Roof, Jan./Feb. 2010, p. 35-37

This article presents an overview of the German housing system. Since 2006 housing policy has been devolved from the federal level to the 16 Lšnder. Only 41% of households are owner-occupiers. Some 55% rent from private 'amateur' landlords, cooperative housing associations, housing companies in public ownership, religious bodies, and commercial providers such as banks. The legal framework provides tenants with security and strong rent controls, guaranteeing that these remain affordable. Innovation is also springing up through a growing self-organised housing sector throughout the country, led by a range of 'alternative' groups such as squatters and women's groups.

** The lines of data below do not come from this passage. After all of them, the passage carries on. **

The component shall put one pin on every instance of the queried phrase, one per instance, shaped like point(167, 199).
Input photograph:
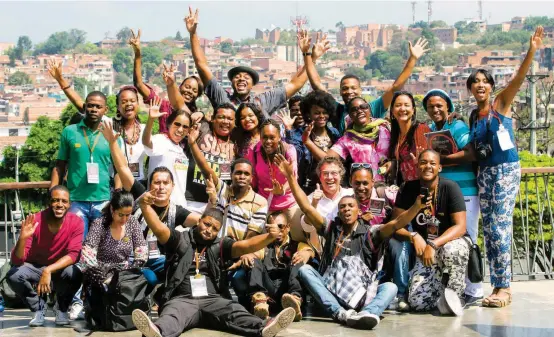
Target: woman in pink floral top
point(407, 137)
point(367, 141)
point(116, 236)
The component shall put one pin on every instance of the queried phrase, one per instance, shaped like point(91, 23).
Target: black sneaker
point(472, 300)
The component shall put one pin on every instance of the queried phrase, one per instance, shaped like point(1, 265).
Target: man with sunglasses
point(438, 278)
point(276, 275)
point(347, 238)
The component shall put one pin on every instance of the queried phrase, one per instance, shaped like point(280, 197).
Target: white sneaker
point(344, 314)
point(279, 323)
point(38, 320)
point(144, 324)
point(62, 318)
point(76, 311)
point(363, 320)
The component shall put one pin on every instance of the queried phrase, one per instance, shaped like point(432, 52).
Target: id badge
point(225, 171)
point(198, 286)
point(432, 230)
point(93, 173)
point(504, 139)
point(134, 167)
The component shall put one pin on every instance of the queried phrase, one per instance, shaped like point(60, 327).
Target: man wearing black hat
point(244, 78)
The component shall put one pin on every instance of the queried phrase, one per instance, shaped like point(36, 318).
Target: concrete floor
point(530, 315)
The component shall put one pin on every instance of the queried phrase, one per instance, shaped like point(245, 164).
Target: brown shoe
point(261, 308)
point(292, 301)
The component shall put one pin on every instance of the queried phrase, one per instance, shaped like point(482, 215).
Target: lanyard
point(91, 149)
point(339, 244)
point(197, 257)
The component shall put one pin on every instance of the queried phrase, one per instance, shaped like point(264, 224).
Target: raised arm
point(134, 41)
point(55, 70)
point(153, 222)
point(177, 101)
point(255, 243)
point(311, 213)
point(197, 53)
point(416, 51)
point(153, 114)
point(298, 80)
point(304, 42)
point(119, 161)
point(505, 98)
point(206, 170)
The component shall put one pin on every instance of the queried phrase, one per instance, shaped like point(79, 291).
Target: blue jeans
point(314, 282)
point(400, 253)
point(88, 211)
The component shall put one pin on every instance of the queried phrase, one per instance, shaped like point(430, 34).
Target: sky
point(234, 19)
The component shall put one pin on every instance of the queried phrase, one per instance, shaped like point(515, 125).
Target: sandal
point(487, 300)
point(503, 298)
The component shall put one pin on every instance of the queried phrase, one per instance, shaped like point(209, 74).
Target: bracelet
point(432, 244)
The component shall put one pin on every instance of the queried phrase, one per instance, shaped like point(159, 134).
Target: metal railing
point(533, 234)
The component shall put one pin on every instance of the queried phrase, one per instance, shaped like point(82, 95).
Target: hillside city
point(374, 52)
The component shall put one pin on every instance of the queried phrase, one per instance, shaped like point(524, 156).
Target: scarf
point(369, 131)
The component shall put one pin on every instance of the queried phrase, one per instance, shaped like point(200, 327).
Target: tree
point(438, 24)
point(19, 78)
point(124, 35)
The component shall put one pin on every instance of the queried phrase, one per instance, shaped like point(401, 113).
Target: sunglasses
point(363, 106)
point(358, 166)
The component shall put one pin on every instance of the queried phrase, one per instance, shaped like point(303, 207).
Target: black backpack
point(110, 309)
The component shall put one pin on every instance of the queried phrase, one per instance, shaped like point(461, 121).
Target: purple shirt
point(363, 150)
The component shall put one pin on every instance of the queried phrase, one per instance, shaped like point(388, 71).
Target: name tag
point(198, 286)
point(504, 139)
point(93, 173)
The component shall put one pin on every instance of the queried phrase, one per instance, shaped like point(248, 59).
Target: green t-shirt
point(75, 151)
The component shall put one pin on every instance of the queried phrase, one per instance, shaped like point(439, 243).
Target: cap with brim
point(243, 69)
point(440, 93)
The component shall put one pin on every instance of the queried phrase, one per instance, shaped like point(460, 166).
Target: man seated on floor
point(45, 254)
point(276, 276)
point(442, 252)
point(346, 285)
point(161, 185)
point(195, 293)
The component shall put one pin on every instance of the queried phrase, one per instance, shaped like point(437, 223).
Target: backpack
point(109, 308)
point(11, 300)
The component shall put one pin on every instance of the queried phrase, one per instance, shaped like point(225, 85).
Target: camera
point(483, 150)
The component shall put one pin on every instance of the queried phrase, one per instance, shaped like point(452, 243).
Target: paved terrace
point(530, 315)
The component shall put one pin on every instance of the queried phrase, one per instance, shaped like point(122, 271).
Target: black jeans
point(274, 282)
point(214, 312)
point(64, 282)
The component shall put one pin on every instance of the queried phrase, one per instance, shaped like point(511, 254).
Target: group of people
point(275, 203)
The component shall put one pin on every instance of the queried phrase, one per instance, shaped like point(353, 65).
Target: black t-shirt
point(219, 156)
point(450, 200)
point(171, 247)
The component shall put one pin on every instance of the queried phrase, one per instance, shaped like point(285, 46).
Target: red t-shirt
point(45, 248)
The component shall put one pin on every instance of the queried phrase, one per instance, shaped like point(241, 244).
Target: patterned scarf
point(369, 131)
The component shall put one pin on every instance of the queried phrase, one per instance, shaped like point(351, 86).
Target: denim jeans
point(314, 282)
point(88, 211)
point(400, 253)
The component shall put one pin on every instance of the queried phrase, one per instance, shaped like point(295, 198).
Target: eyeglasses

The uneven impact of neoliberalism on housing opportunities

R. Forrest and Y. Hirayama

International Journal of Urban and Regional Research, vol.33, 2009, p. 998-1013

Neoliberalism has dominated policy discourse and policy formulation for at least two decades and has been particularly influential in reshaping housing systems. In the UK it triggered the privatisation of council housing and promotion of home ownership under Margaret Thatcher in the 1980s. In Japan, home ownership had always been promoted through the provision of low-interest mortgages through the Government Housing Loan Corporation (GHLC). Neoliberal policies were not adopted until the 1990s, with a retreat from already small-scale public housing provision, the formation of a housing loan security market and the deregulation of institutional mechanisms for the protection of private renters. The GHLC was itself abolished in 2007, leading to an expansion of the private mortgage market. Neoliberal reforms in both countries have led to lower levels of home ownership among the younger generation.

The winners in China's urban housing reform

J.R. Logan, Y. Fang and Z. Zhang

Housing Studies, vol. 25, 2010, p. 101-117

Housing reform in China has proceeded on two tracks since the 1980s: privatization of public housing and development of a new private housing sector. During this transitional period, rents in public housing have remained low, and tenants have been able to buy their homes from the state at below market prices. Although these rents and prices are partly based on known formulas, there is considerable variation in how much people pay for similar apartments. This study uses 2000 Census data to estimate housing subsidy received by remaining renters in the public sector and purchasers of public housing based on private sector prices for housing of comparable quality and size. Results show that the biggest winners in the transition from a socialist housing allocation system are those who were favoured in the previous regime, such as Communist Party officials.